Mohon tunggu...
Zaki Mubarak
Zaki Mubarak Mohon Tunggu... Dosen -

Saya adalah Pemerhati Pendidikan tinggal di Tasikmalaya.

Selanjutnya

Tutup

Humaniora Pilihan

Obama dan Pendidikan Kita

3 Juli 2017   11:14 Diperbarui: 3 Juli 2017   12:04 449
+
Laporkan Konten
Laporkan Akun
Kompasiana adalah platform blog. Konten ini menjadi tanggung jawab bloger dan tidak mewakili pandangan redaksi Kompas.
Lihat foto
Sumber: www.tribunjabar.com

ENTAH kenapa orang Indonesia selalu bangga dengan orang lain. Mungkin alam bawah sadar bangsa ini belum move on dengan kolonialismenya. Mulai dari hiruk pikuk penyambutan Raja Salman yang fantastis sampai pemberitaan yang heboh atas datangnya Obama ke negeri kita. Seolah, kita adalah bangsa yang maju yang dengannya kita dikunjungi para pesohor negeri seberang. Entahlah, obat apa pula yang bisa menyembuhkan alam bawah sadar kita ini.

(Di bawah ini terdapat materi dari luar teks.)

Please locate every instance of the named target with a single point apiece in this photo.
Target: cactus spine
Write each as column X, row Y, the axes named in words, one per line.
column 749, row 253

Satu hal yang selalu saya bandingkan, negara maju macam Inggris -misalnya- tak terlalu heboh atas kedatangan orang-orang penting itu. Mereka menganggap mereka adalah orang biasa yang kebetulan saja beruntung hidupnya. Mereka tidak terusik hidupnya hanya karena kedatangan para pesohor. Mereka adem ayem. Cuek bebek. Mereka fokus kepada diri mereka. Mereka hanya ingin memajukan dirinya, bukan larut dengan hingar bingar yang tidak penting.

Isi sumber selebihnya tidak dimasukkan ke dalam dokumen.